As governance expert Anne Tiernan has written, the Morrison Government was characterised by a list of ‘flagrant abuses of and disregard for traditions and conventions that have guided political practice in Australia’s Commonwealth’ that included:

...rorting and misuse of public funds, particularly through discretionary grants programs; a penchant for secrecy and brazen refusal to answer questions or conform to reasonable expectations of accountability to Parliament or in the media; and a failure to enforce the Ministerial or other Codes of Conduct or to concede accumulating evidence of widespread abuses of power with respect to public appointments, the independence of public sector agencies, statutory bodies and the like.

But it wasn’t just the ‘flagrant abuses’. It also appeared as if there was an underlying ideological contempt and scepticism about the very idea of effective government for the public good, which manifested in disregard for evidence or effort at serious policy development.

All of this is a long way of saying that the still newish set of Albanese Government ministers have experienced a set of unprecedented circumstances as they have gone about getting on top of their portfolios.

This brings us back to Chris Bowen and Catherine King, because national policy around the electrification of Australia's passenger vehicle fleet is a classic example of the endemic unseriousness of the Morrison Government about actually trying to solve real-world problems.

When it comes to EVs, Australia is stuck at the arse-end of the queue and needs to be brought up to speed with comparable countries.

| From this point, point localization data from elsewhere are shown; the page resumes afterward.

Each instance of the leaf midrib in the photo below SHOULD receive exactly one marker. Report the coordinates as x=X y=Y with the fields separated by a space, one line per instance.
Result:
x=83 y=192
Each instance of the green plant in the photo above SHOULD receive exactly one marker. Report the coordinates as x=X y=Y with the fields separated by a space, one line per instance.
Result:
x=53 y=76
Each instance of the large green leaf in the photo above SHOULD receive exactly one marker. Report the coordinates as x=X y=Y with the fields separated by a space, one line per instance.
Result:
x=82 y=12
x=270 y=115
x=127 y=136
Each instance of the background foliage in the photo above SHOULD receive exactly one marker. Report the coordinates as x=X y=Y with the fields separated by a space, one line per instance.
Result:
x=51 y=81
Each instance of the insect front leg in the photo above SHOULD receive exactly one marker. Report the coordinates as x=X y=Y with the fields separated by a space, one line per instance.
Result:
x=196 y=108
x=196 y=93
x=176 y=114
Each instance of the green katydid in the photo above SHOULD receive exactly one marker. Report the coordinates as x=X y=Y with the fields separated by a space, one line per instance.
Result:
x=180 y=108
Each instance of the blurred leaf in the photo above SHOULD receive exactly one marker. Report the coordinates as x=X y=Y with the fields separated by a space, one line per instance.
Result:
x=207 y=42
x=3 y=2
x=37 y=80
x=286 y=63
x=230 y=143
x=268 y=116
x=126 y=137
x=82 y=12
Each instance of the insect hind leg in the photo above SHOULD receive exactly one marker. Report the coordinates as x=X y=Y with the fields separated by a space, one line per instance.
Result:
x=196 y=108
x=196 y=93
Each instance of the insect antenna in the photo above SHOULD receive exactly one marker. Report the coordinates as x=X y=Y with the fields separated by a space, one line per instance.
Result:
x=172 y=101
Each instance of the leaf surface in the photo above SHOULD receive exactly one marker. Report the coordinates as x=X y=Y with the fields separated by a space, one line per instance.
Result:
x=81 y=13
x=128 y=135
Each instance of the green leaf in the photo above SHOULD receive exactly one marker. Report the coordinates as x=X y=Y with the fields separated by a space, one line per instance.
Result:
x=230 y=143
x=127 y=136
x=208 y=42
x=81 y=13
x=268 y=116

Rather than elaborating any sensible approach, the best that the Morrison Government was ever able to come up with was a set of half-baked ideas for change — that failed to include any fuel efficiency standard, which is the key policy measure to drive increased affordability and uptake of EVs.

The result is that nothing progressed and Australia languishes as the only country in the OECD apart from Russia without a national fuel efficiency standard. The consequence? Australia lagging behind the world in EV uptake, currently doomed to accept cars that are rejected by much of the rest of the planet, with appalling consequences for human health, air quality and rising greenhouse gas emissions.

Bowen and King know the challenge ahead, stating in a joint media release last year:

‘At 2 per cent, our uptake of new low-emissions vehicles is also nearly five times lower than the global average — national leadership is needed to ensure we don’t continue to be left behind.’

The process initiated by the Ministers to determine the new national policy settings remains underway.

The nation is now depending on Bowen and King to step on the EV accelerator and to get behind a national fuel efficiency standard, at least equivalent to that introduced by New Zealand, where electric vehicle uptake is powering ahead. Anything else and Australia will continue to trail behind, choking on our own exhaust, as the rest of the world cleanly zooms away.